Hi, is anyone doing this sort of configuration?
AIX HACMP cluster with shared storage, log file is on shared storage.
Active passive cluster so node A is active, B is standby.
Splunk tail watches logfiles on shared storage, shared storage active on A side.
A logs to splunk fine.
Now, if we were to fail over to B node, stop splunk on A as failover happens.
B starts up, and sees logs as "new", therefore logs duplicate records to splunk.
Is there a simple way to tell splunk to not read all historical data?
Is there a way to have a virtual splunk "instance" that can run on either node alongside the "actual" splunk instance for each node?
Any best practice for clustered environment with shared storage docs?
Thanks in advance 🙂
Much obliged for that, I'll review our current setup (running local/local splunk forwarders) at the moment.
Best practice from an HACMP (or PowerHA if you prefer - marketing people sigh) perspective is to have a Splunk forwarder on the shared storage and as part of the resource group.

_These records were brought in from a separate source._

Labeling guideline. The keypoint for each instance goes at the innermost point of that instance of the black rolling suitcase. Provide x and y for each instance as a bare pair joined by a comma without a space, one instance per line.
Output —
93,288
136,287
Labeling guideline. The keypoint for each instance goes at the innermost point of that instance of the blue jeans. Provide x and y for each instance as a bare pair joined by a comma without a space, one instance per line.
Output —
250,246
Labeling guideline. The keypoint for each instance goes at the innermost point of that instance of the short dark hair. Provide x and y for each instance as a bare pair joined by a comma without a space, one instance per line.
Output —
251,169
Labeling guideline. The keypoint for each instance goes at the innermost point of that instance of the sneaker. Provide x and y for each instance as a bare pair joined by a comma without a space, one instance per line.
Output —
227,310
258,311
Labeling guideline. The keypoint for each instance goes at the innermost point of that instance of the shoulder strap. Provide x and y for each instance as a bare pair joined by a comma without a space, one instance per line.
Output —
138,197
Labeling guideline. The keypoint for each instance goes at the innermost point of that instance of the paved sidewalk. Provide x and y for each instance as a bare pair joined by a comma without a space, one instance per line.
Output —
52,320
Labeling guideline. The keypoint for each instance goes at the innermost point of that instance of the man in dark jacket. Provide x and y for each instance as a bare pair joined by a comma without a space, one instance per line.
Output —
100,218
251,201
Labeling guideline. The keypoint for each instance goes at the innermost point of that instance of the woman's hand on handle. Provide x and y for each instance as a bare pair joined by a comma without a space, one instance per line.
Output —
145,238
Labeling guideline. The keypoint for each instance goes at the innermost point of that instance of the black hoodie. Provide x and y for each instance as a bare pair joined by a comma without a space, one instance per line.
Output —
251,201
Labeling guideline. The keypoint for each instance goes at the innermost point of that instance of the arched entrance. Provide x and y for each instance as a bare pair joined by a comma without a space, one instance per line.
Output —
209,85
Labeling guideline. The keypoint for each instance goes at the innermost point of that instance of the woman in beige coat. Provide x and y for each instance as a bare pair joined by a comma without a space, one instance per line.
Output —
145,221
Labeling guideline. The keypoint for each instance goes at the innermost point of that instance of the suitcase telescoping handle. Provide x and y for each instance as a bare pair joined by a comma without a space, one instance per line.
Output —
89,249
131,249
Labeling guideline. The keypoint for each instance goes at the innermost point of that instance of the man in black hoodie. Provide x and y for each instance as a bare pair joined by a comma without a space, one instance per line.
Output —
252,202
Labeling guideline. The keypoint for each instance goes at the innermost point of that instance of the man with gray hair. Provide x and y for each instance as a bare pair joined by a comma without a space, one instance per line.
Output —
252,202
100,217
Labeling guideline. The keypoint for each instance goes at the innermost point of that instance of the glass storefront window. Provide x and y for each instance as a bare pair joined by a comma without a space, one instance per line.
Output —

Each system runs a forwarder for its own local, non-clustered logfiles - but the "shared" instance deals with all of the clustered data. This is pretty common stuff for HACMP environments where there is state that needs to be dealt with out on the shared storage.

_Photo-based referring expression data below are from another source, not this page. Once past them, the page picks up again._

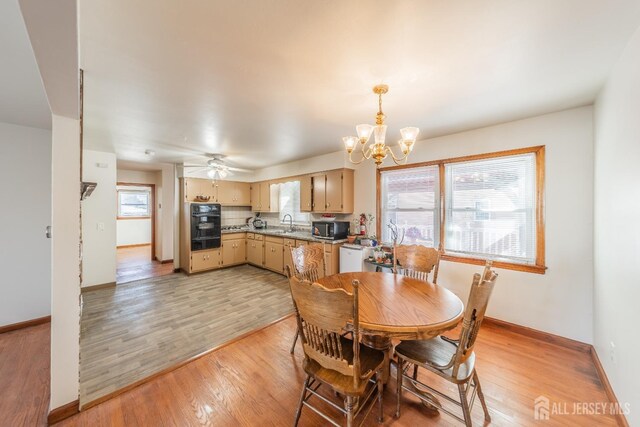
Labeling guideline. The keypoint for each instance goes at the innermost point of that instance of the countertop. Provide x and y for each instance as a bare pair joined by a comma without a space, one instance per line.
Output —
277,232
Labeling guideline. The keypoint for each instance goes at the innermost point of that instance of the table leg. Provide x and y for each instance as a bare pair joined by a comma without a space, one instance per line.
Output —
383,344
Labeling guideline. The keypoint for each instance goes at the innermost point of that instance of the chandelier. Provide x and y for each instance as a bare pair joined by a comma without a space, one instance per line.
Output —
378,150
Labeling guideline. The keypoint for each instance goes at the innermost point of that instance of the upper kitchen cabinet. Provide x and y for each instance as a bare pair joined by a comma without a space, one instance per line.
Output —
306,195
232,193
333,191
193,187
228,193
264,197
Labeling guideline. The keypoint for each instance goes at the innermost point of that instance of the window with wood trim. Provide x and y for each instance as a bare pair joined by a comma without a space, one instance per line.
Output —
133,204
475,208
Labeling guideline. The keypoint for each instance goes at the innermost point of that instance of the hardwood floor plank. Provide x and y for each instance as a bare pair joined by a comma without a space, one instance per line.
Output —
255,381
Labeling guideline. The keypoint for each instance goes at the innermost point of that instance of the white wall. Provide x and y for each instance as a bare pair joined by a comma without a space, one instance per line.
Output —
65,265
99,213
168,212
560,301
617,227
165,200
25,186
134,232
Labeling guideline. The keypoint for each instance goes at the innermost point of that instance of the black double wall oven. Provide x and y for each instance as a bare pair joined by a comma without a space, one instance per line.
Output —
205,226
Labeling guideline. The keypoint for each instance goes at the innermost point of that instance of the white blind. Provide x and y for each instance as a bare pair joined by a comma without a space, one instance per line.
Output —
409,198
490,208
290,202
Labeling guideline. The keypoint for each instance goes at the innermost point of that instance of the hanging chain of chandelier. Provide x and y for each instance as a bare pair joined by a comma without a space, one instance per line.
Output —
378,150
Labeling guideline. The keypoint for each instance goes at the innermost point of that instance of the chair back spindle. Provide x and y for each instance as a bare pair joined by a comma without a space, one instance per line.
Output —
308,262
481,289
323,316
417,261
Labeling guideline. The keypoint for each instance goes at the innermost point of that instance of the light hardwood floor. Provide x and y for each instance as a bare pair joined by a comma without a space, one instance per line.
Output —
135,263
135,330
255,381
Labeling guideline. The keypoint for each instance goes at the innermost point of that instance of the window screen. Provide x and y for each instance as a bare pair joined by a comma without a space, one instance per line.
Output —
133,203
409,199
490,208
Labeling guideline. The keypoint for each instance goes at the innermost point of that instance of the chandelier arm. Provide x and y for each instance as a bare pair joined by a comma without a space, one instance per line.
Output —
358,162
397,160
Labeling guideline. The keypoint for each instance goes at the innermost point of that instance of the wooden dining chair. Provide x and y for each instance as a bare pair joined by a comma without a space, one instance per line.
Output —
330,358
308,264
453,360
417,261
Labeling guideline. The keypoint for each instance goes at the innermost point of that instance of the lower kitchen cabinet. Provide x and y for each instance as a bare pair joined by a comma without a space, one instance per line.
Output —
274,254
205,260
234,249
255,251
234,252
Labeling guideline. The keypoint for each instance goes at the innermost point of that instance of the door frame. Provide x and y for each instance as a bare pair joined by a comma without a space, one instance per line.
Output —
153,212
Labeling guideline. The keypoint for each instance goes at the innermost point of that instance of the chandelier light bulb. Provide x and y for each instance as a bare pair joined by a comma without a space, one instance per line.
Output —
364,132
378,151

Your resource group stop/start scripts need to take into account stopping and starting the "cluster" Splunk forwarder. You should probably also plan for it to be on a mount point that is globally unique within the cluster.

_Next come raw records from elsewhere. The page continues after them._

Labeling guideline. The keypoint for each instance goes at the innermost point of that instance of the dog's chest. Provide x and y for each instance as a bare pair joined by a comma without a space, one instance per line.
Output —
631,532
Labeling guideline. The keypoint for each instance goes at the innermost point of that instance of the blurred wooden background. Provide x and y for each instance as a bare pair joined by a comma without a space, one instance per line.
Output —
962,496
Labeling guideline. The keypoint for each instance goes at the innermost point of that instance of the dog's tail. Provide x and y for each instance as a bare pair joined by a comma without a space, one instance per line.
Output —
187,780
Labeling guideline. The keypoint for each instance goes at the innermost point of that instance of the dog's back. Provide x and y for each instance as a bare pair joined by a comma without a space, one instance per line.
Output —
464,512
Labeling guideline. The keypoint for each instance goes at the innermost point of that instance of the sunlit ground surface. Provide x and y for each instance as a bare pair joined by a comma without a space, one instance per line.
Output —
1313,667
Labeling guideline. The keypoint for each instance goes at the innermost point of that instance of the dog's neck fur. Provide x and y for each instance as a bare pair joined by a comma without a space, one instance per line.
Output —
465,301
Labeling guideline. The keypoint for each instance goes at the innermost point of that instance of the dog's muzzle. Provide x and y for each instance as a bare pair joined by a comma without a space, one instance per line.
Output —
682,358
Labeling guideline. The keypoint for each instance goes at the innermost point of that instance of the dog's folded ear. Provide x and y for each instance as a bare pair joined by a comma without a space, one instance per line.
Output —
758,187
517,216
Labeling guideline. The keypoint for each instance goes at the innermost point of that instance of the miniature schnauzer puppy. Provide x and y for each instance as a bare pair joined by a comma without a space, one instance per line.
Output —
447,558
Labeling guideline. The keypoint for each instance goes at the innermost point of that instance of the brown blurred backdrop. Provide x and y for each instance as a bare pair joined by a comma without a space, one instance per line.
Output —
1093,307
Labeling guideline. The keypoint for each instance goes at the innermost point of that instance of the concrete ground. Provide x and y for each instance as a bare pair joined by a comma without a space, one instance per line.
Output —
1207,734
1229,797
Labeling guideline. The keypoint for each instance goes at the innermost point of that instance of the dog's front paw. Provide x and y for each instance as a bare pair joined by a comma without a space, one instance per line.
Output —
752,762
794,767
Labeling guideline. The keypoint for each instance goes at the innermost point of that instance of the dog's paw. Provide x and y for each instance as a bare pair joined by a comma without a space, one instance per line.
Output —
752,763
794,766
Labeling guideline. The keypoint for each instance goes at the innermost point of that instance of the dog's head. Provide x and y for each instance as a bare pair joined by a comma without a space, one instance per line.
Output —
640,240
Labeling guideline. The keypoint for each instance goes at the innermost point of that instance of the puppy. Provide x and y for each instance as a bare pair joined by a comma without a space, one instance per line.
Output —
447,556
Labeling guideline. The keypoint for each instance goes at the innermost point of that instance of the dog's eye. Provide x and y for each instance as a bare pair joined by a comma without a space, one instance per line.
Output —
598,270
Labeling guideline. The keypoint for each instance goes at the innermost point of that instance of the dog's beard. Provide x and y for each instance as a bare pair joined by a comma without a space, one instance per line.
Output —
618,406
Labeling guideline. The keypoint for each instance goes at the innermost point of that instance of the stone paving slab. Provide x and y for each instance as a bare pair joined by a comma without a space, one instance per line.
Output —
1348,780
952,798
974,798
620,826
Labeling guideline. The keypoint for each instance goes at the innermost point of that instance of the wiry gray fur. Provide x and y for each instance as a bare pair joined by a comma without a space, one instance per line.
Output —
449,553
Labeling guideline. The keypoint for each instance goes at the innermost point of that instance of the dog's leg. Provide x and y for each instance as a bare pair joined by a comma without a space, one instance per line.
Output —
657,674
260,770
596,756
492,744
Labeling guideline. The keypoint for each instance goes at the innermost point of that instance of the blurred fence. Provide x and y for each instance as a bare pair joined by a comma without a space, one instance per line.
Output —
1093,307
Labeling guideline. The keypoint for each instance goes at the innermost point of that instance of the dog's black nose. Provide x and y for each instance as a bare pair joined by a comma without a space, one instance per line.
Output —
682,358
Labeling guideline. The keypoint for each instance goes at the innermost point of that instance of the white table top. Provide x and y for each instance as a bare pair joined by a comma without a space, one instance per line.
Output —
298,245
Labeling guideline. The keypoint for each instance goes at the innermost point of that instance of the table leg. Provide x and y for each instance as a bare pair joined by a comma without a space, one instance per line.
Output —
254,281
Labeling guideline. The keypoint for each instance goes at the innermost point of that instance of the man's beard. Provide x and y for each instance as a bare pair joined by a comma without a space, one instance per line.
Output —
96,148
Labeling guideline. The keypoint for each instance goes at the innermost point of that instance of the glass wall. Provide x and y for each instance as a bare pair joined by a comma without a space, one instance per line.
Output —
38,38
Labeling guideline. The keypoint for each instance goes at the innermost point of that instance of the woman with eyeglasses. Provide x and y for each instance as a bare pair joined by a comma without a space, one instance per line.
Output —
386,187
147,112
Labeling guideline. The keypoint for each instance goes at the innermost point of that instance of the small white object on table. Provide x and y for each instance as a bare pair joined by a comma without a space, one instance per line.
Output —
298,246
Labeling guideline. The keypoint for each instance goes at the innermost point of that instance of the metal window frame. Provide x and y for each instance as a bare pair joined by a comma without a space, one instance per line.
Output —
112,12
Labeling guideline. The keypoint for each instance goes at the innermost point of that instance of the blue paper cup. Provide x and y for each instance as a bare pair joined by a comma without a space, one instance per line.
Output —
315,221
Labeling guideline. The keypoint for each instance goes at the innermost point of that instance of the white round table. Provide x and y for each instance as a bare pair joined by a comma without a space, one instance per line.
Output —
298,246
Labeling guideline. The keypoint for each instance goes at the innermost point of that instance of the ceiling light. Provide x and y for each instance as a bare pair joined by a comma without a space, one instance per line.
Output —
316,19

This is basically your "virtual" instance mentioned above. It's not that difficult to set up. On Unix systems, Splunk doesn't care how many instances of it you're running. There's a couple of gotchas like port#'s and (maybe) SPLUNK_BINDIP. (You may want to only bind the resource-group forwarder to a resource-group IP, for example)
As with anything cluster related, test test test in a variety of normal, failure, and maintenance modes.